LatticeDB Python Bindings

Python bindings for LatticeDB, an embedded knowledge graph database for AI/RAG applications.

Installation

pip install latticedb

The native shared library (liblattice.dylib / liblattice.so) must be available on the system. Install it via the install script or build from source with zig build shared.

Quick Start

import numpy as np
from latticedb import Database

with Database("knowledge.db", create=True, enable_vector=True, vector_dimensions=4) as db:
    # Create nodes, edges, and index content
    with db.write() as txn:
        alice = txn.create_node(
            labels=["Person"],
            properties={"name": "Alice", "age": 30},
        )
        bob = txn.create_node(
            labels=["Person"],
            properties={"name": "Bob", "age": 25},
        )
        txn.create_edge(alice.id, bob.id, "KNOWS")

        # Index text for full-text search
        txn.fts_index(alice.id, "Alice works on machine learning research")
        txn.fts_index(bob.id, "Bob studies deep learning and neural networks")

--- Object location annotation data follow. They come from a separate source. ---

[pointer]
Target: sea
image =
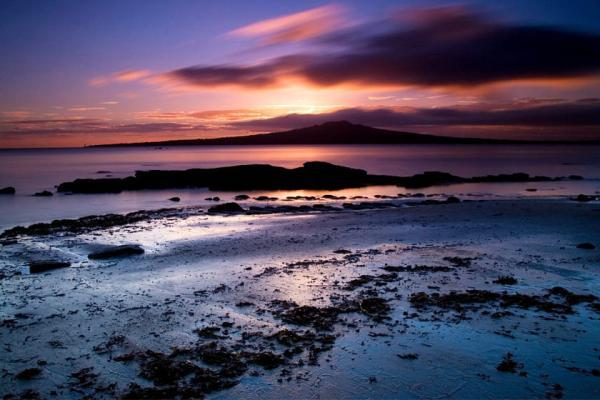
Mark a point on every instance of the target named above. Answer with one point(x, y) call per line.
point(34, 170)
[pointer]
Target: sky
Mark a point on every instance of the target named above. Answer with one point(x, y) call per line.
point(75, 73)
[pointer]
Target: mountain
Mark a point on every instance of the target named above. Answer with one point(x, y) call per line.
point(335, 132)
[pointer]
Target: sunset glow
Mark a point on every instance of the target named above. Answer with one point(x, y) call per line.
point(277, 65)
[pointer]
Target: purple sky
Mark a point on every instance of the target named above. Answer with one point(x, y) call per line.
point(75, 73)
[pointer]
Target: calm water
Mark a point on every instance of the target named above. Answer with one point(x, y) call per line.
point(30, 171)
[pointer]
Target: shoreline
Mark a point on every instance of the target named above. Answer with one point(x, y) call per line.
point(200, 271)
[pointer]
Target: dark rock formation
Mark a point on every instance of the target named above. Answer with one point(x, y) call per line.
point(87, 223)
point(116, 251)
point(226, 208)
point(586, 246)
point(45, 193)
point(312, 175)
point(8, 190)
point(46, 265)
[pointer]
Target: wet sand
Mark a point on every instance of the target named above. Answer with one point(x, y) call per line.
point(101, 327)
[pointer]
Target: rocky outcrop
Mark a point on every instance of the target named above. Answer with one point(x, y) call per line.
point(8, 190)
point(116, 251)
point(44, 193)
point(226, 208)
point(46, 265)
point(315, 175)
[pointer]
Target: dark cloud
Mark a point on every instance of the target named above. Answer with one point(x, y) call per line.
point(565, 114)
point(89, 127)
point(438, 47)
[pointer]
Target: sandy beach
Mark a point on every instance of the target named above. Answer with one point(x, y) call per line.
point(219, 301)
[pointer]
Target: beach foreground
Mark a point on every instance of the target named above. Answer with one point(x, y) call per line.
point(215, 306)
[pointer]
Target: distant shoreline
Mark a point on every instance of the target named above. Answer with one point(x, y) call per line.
point(333, 133)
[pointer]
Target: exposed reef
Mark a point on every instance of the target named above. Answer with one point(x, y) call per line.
point(315, 175)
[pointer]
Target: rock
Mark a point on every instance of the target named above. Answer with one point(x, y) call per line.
point(117, 251)
point(506, 280)
point(86, 223)
point(316, 175)
point(408, 356)
point(46, 265)
point(584, 198)
point(8, 190)
point(265, 198)
point(44, 193)
point(226, 208)
point(28, 373)
point(508, 364)
point(586, 246)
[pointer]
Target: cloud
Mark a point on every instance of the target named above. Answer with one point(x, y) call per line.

        # Store vector embeddings
        txn.set_vector(alice.id, "embedding", np.array([1.0, 0.0, 0.0, 0.0], dtype=np.float32))
        txn.set_vector(bob.id, "embedding", np.array([0.0, 1.0, 0.0, 0.0], dtype=np.float32))

        txn.commit()

    # Query with Cypher
    result = db.query("MATCH (n:Person) WHERE n.age > 20 RETURN n.name, n.age")
    for row in result:
        print(row)

    # Vector similarity search
    query_vec = np.array([0.9, 0.1, 0.0, 0.0], dtype=np.float32)
    for r in db.vector_search(query_vec, k=2):
        print(f"Node {r.node_id}: distance={r.distance:.4f}")

    # Full-text search
    for r in db.fts_search("machine learning"):
        print(f"Node {r.node_id}: score={r.score:.4f}")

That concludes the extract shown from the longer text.